Князя волновал злой и нетерпеливый крик его любимой птицы. Он пометил матёрого черныша, метнувшегося в чащу, и направился к нему. Он принял от Васьки кречета, и сокольник с трудом вытоптал из кустов затаившегося в страхе линялого петуха. Сильный красавец, свистя крыльями, пошёл было низом наутёк. Освобождённый от своей шапочки, Батый снова взмыл вверх, но когда он бросился на косача, – у обоих охотников прямо дух захватило: того и гляди расшибётся!.. – тот побочил сразу в чащу и скрылся. Раздосадованный и точно сконфуженный кречет снова взмыл в небо и стал носиться в лазури широкими кругами, никак не желая спуститься на рукавицу.
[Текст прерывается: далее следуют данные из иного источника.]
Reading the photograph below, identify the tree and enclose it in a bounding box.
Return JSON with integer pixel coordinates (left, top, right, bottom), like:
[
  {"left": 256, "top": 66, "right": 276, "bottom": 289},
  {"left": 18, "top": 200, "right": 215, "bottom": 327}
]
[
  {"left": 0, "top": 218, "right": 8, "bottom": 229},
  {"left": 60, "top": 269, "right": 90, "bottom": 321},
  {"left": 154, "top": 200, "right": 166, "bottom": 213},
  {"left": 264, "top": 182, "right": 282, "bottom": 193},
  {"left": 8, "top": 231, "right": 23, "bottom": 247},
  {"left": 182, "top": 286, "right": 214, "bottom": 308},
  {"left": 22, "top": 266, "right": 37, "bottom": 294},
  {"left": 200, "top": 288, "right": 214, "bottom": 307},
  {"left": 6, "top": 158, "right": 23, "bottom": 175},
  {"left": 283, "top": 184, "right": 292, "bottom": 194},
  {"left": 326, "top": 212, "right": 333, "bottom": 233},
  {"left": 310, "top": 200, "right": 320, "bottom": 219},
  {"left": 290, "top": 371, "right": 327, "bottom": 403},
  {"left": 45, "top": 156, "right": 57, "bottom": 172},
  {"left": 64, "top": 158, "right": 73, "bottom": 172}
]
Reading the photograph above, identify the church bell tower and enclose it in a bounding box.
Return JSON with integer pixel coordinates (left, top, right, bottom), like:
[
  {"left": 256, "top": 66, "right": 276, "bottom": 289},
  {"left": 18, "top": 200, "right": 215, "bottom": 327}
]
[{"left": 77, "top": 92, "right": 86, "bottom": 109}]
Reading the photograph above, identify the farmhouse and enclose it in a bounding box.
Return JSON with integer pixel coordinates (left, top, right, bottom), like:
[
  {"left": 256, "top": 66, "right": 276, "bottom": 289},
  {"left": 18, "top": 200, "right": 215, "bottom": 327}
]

Васька всячески намани-вал его, но кречет, точно дразня, уходил всё дальше и дальше.
«Не ушёл бы…» – опасливо подумал князь, решивший поднести своего любимца государю.
– Васька, смотри в оба!.. – строго крикнул он сокольнику, грозя ему издали плетью, и подъехал к скучливо ехавшему мимо князю Прозоровскому.
Васютка, всё вабя, старался не потерять из глаз Батыя и скакал за ним сперва этим берегом серебряной Клязьмы, а потом перебрался вброд на ту сторону и поехал душистой поймой. За Батыя он не тревожился: набесившись, налетавшись, умный старый кречет сам вернётся, как это было уже десятки раз. А конь вот уже притомился… И Васютка, нежась на солнышке, ехал все вперёд и вперёд, к Лосиному острову, который синей тучей затянул весь край земли на полдень… И вдруг, как это часто бывало с ним, в душе Васьки всплыло видение: будто степь зелёная, бескрайняя стелется перед ним и какая-то безлюдная путь-дороженька убегает по ней в даль безвестную, а при дороженьке стоит будто бы берёзка белая, молоденькая, одна-одинёшенька. Никогда Васька в степи не бывывал, никогда всего этого в действительности не видывал и потому всегда дивился: откуда это в нём? И всегда в таких случаях становилось сердцу его и сладко, и тепло, и тоскливо, и где-то в груди сами собой начинали складываться печальные и нарядные слова и – выливались в песне…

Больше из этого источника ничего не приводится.